Finally I’d had enough.
“Do you use city water?” I asked, starting on my list of technology’s benefits. “Public roads? Sewage disposal?” He nodded, but it was clear these were temporary necessary evils. He pointed me towards his blog, Land of the Living, powered, unfortunately for him, by unrighteous electricity.
Over the next few days, I met so many upper 20-somethings like him; generic Christians often of the Mennonite or Anabaptist variety with some Pentecostals, Episcopalians and Catholics thrown in, who were reluctantly in the world but seeking not to be of it and who spent the weekend agitating, planning, singing and talking about a better world.
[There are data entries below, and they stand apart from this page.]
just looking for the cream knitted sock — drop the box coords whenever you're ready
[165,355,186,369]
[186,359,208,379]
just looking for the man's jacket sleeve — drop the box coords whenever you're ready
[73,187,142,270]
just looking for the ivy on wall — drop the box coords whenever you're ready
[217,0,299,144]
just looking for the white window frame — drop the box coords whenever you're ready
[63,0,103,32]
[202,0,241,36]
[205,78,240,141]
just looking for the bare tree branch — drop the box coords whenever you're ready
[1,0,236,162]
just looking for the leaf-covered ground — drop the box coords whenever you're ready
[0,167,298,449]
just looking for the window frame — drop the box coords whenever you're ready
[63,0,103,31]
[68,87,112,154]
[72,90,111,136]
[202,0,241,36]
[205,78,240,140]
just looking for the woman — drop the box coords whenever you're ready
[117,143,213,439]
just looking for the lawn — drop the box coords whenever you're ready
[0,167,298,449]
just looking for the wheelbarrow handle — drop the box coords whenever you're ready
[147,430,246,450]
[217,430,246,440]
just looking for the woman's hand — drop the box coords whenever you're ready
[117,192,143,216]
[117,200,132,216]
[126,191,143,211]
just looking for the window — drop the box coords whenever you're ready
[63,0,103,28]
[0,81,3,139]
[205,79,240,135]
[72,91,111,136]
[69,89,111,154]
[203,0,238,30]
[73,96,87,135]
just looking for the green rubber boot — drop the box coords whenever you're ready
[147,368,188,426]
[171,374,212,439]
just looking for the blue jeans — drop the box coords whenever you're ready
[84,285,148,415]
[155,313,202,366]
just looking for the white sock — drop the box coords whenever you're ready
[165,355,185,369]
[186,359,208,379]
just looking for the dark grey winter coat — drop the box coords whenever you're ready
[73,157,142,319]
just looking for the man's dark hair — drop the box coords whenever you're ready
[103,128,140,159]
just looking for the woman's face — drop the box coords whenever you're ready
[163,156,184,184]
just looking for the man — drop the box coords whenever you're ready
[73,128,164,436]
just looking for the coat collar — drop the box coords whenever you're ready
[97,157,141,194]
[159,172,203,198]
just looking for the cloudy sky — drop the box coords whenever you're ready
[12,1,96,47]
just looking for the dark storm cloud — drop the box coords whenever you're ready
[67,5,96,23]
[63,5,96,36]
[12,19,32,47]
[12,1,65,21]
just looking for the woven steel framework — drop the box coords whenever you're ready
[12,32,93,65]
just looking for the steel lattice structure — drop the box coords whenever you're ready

Even though this gathering was 99 percent Christian, one could often not discern that. It was as if they worked hard not to emphasize the Jesus part of their spirituality except at high points like the photo I have here of the Sunday morning Communion service. Workshops had descriptions like “How can the church in the ‘first world’ shed its fear of indigenous traditions and join in the sounds of liberation (that) the elder cultures are singing without committing cultural theft or reinforcing false stereotypes”? Which is really different from Christian music festivals of yesteryear where one could not walk five steps without encountering an open Bible or a “One Way: Jesus” T-shirt.
I saw a grand total of one Bible at PAPA.
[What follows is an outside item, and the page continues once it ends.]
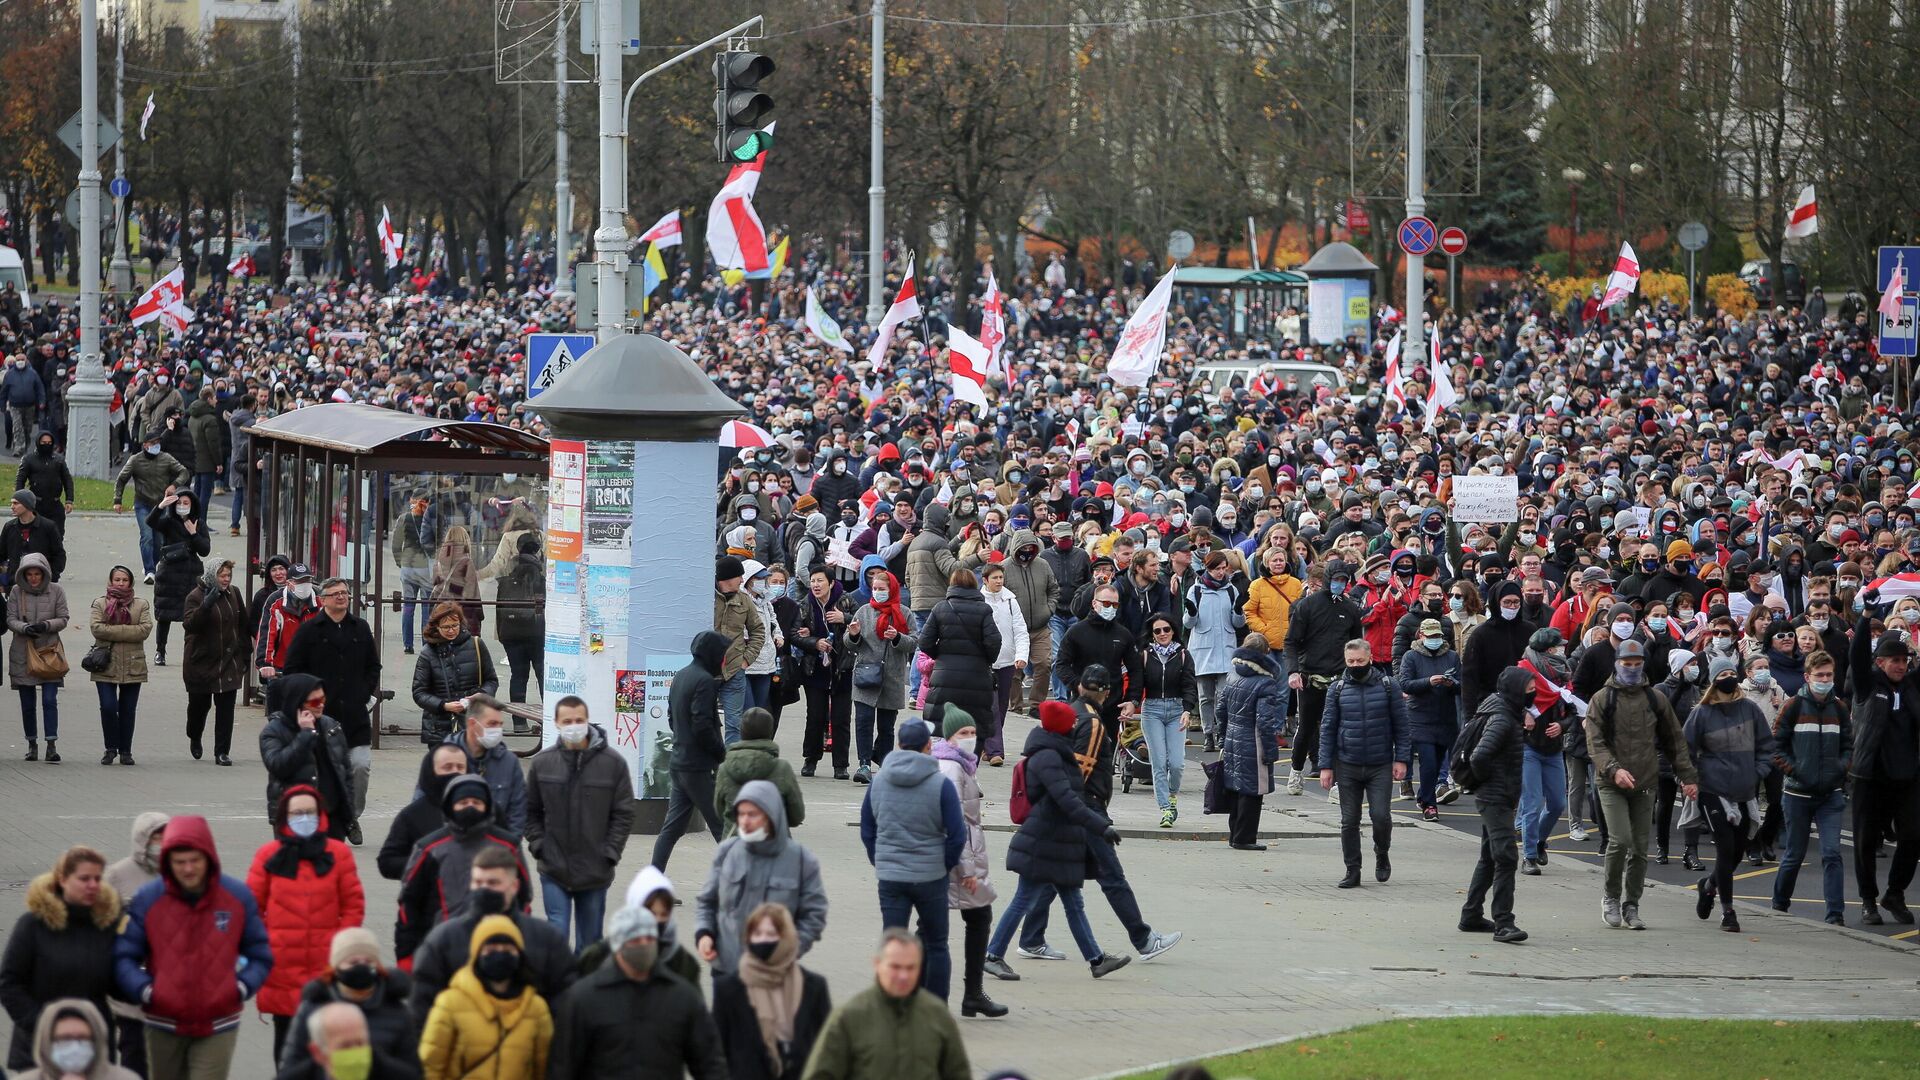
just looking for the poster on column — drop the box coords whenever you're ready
[610,658,687,799]
[584,442,634,553]
[542,439,588,703]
I was part reporter, part speaker, as I was leading a workshop on what can go wrong in community and all camper, as Veeka, myself and about 400-500 other souls subsisted for 2+ days in some hot and rainy weather in a borrowed tent. The highlight was a thunderstorm that nearly flooded the tent.
Camped nearby was Maria Kenney, who helped organize workshops for the event and drove 11 miles to get there from Kentucky. She lives in Communality, a 13-year-old community of about 50 souls in inner-city Lexington. While our two daughters played together, I took refuge from the sun under a tarp Maria thoughtfully put up. We chatted about living common purse; the most intense form of community whereby one contributes all one’s earnings to the community pot. I’d lived common purse during two years I spent in an intentional community in Portland, Ore., 30 years ago. Communality doesn’t go that far “but we have lots of idealists per square inch in Lexington,” she tells me.
A few tent spaces away was Joshua Swartwood, a black-bearded fellow with black earrings. He had driven down from Ithaca, N.Y., and has “Moses,” “Joshua” and a menorah tattooed on his arms. His mother was 31 when she had him, he told me, and she’d been told he had died in the womb. Then an ultra-sound showed he was alive and well; thus he was named Joshua, meaning ‘God saves.’
“It’s a reminder of God’s interactions with people in a supernatural kind of crazy way,” he said of the tattoos. Not only was his birth miraculous, each one of the births of his six children was connected to a dream or prophecy, he said.
I think you get the idea of how eclectic this event was. Now I have to write it up next week as THIS weekend (June 25-26), am heading to North Carolina to cover a similar festival - called the Wild Goose - for the Economist.
Don't want to turn those freelance assignments down.